Hindustan Times | India sets up Guru Nanak Chair at University of Birmingham

Nov 03,2019

India on Friday announced the setting up of a Guru Nanak Chair in the University of Birmingham to mark the 550th anniversary of the first Sikh master in the latest such support by the Indian government in British universities.

Union minister for civil aviation Hardeep Singh Puri made the announcement during a lecture on Guru Nanak’s teachings organised by the university’s India Institute. The university’s chancellor is Karan Bilimoria, an entrepreneur and member of the House of Lords.

Puri said: “The very fact that Guru Nanak was able to anticipate the major challenges that we face as a country today — gender empowerment, environmental protection, checking radicalisation — means that there is substance to his message. We are utilising the anniversary to get it to resonate.”

“Setting up a prominent chair in a prominent university is one of the most cost-effective ways of carrying forward that message. It will be identified with a place where researchers can send their research, where they can turn to,” Puri said.

Assuring continuity of India’s support, he said he had seen many such initiatives when “people pay lip service and when the event is over, they forget about it”. Puri said the initial funding will be for five years which is likely to be extended.

“We are spending a fair amount (on the chair). It is a question of continued support. When you set up a chair, you have to plan for a number of years.

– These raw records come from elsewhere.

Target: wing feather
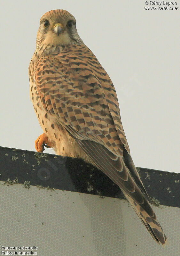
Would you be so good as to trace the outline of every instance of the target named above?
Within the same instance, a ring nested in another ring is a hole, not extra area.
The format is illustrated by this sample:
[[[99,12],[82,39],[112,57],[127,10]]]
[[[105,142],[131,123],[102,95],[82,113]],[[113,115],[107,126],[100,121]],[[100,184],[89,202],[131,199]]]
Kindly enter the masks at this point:
[[[69,47],[37,63],[35,80],[43,107],[119,186],[153,237],[163,244],[166,237],[130,155],[113,85],[87,46]]]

I think the initial funding is for five years, but it is likely to be extended and the university has committed itself to an even longer period,” he added.

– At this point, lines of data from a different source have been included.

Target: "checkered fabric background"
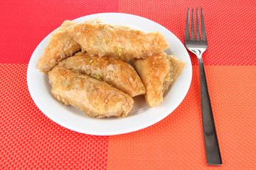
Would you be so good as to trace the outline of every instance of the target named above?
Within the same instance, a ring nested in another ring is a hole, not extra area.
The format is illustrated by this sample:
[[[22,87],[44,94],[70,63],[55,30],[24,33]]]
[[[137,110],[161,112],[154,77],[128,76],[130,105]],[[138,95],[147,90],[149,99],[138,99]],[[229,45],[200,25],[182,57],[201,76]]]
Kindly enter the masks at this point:
[[[0,169],[255,169],[256,3],[247,1],[0,1]],[[48,118],[26,84],[30,57],[64,20],[132,13],[166,27],[184,43],[188,7],[203,6],[203,55],[223,165],[206,165],[199,72],[181,104],[146,129],[115,136],[75,132]]]

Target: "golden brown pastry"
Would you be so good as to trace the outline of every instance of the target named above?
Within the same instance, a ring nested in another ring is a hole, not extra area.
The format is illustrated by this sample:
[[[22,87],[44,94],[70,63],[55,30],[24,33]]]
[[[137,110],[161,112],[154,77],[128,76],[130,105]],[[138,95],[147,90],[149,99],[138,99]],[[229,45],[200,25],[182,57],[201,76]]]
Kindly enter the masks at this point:
[[[60,61],[80,50],[80,45],[67,33],[67,29],[75,24],[70,21],[65,21],[50,35],[49,44],[36,65],[41,72],[47,74]]]
[[[75,24],[68,29],[70,35],[81,45],[82,52],[129,61],[169,47],[164,35],[157,31],[141,31],[96,21]]]
[[[49,79],[58,101],[91,117],[126,117],[133,108],[134,101],[128,94],[78,72],[56,67],[49,72]]]
[[[146,92],[134,69],[129,64],[114,57],[99,57],[78,52],[75,56],[60,62],[58,66],[103,80],[132,97]]]
[[[135,60],[133,64],[146,87],[145,99],[149,107],[163,101],[163,96],[181,74],[185,63],[163,52],[145,59]]]

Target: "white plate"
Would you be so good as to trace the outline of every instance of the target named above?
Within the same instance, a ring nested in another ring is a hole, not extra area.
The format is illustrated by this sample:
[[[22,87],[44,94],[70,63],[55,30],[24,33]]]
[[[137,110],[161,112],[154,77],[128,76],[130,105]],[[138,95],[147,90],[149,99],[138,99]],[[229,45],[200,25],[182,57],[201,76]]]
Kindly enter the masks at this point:
[[[105,13],[85,16],[74,20],[82,23],[86,20],[100,18],[107,23],[123,25],[142,30],[162,33],[170,48],[166,52],[177,56],[186,63],[181,75],[177,79],[164,101],[158,106],[149,108],[143,96],[134,98],[133,110],[125,118],[96,119],[90,118],[72,106],[65,106],[55,100],[50,93],[50,85],[46,74],[36,68],[36,62],[48,44],[48,35],[38,45],[29,61],[27,81],[29,92],[38,108],[50,119],[74,131],[95,135],[113,135],[134,132],[152,125],[173,112],[186,96],[192,79],[190,57],[181,41],[169,30],[149,19],[126,13]]]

Puri’s was the second annual lecture at the India Institute, the first was by S Jaishankar in October 2018.Besides the Guru Nanak Chair, the Indian government’s funding and support to centres and chairs in British universities includes the IG Patel Chair at the London School of Economics, Jawaharlal Nehru Professorship at the University of Cambridge, the Rajiv Gandhi Centre for Innovation and Entrepreneurship at Imperial College London, the Tagore Centre for Global Thought at King’s College London and the Oxford India Centre at Somerville College.